A major part of Chip Kelly's master plan to rebuild the Eagles has been explained

The dust has settled on at least one part of Chip Kelly’s chaotic offseason rebuilding plan — the running back position.

Kelly baffled the NFL world when he traded LeSean McCoy to Buffalo for former defensive rookie of the year Kiko Alonso. A week later, he replaced McCoy by signing two high-profile running backs in free agency, DeMarco Murray and Ryan Mathews.

It’s useful to think of this as one big transaction. Ultimately, here’s what Kelly swapped:

  • Out: LeSean McCoy (cost: $US1 million guaranteed, $US25.3 million maximum)
  • In: DeMarco Murray, Ryan Mathews, Kiko Alonso (cost: $US27.7 million guaranteed, $US53.2 million maximum)

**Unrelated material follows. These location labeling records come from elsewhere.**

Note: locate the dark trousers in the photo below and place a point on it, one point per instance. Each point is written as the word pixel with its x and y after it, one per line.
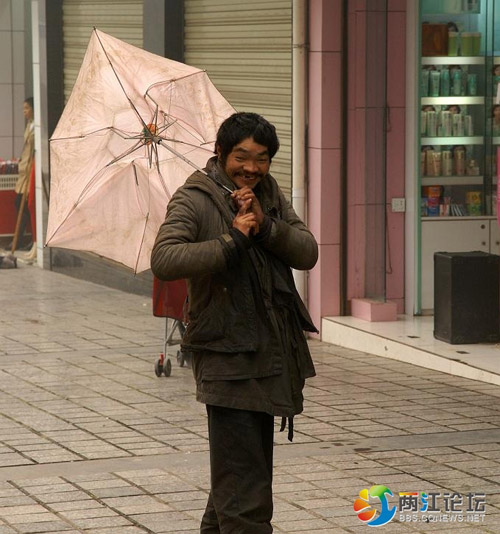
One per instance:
pixel 24 219
pixel 241 465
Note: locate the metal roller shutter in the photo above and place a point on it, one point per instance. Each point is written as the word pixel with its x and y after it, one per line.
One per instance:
pixel 121 18
pixel 246 48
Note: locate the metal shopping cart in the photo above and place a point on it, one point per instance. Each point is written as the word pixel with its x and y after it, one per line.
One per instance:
pixel 169 301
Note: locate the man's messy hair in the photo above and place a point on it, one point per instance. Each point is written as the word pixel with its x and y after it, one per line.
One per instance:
pixel 240 126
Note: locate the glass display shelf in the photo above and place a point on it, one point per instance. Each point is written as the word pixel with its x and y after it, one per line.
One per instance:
pixel 454 60
pixel 461 217
pixel 475 140
pixel 450 100
pixel 452 180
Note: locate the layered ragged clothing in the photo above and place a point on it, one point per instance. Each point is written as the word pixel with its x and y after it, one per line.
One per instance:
pixel 246 319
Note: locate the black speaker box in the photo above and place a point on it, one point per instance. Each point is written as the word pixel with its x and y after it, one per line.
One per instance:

You can see what Kelly did here. He basically took the unguaranteed money he was scheduled (but not required) to pay McCoy through 2017 and gave it to Murray/Mathews in the form of guaranteed cash. He got Alonso — a very talented, but recently-injured linebacker — out of it, but he had to sacrifice significant financial flexibility to do so.

Initially Kelly said the McCoy trade was all about the money. McCoy was scheduled to make $US10.25 million in 2015, and $US25.3 million total through 2017. It’s important to note though, that only $US1 million of that remaining money was guaranteed. At a press conference on Wednesday, Kelly said that he traded McCoy to get Alonso and free up the cash he needed sign cornerback Byron Maxwell, who the team gave $US25 million guaranteed.

“The way we looked at it is we got Kiko Alonso and Byron Maxwell for LeSean McCoy and the bottom line is almost every decision that you have to make is governed by money,” he said.

A day later, he gave Murray/Mathews the same sort of money that McCoy was scheduled to make under his old Eagles deal (he signed a new contract with Buffalo right after getting traded that’s worth $US26.5 million guaranteed, for what it’s worth). Despite what Kelly said at his press conference on Wednesday, the Murray and Mathews signings show that he has zero qualms about investing heavily in the running back position.

The swap is risky. It looks like a genius move until you see the disparity in guaranteed money. The beauty of McCoy’s deal was that you could cut him at any time and not be on the hook for major money. That’s not the case now. The guaranteed money going to Murray ($US21 million) and Mathews ($US5 million) is locked in.

Maybe Kelly figured he was going to pay McCoy that remaining $US25.3 million anyway, so he wasn’t hesitant about giving Murray/Mathews $US26 million guaranteed if he knew he could get Alonso out of it. But it’s still a gamble.

You also have to consider the opportunity cost. Could the $US26 million the Eagles invested in Murray and Mathews have been better spent elsewhere on the roster? Teams across the NFL have stopped valuing the running back position, believing they can get average production out of cheap players. Kelly is regarded as an offensive genius. Couldn’t a cheaper option still excelled in his system? Is the difference between investing $US8 million in running backs and $US26 million in running backs really all that dramatic?

All offseason people have been trying to figure out Chip Kelly’s plan. At running back, at least, we have some clarity. His plan appears to be: swap elite running backs with similar levels of production while also getting a potential All-Pro linebacker, even if it means taking a major financial risk.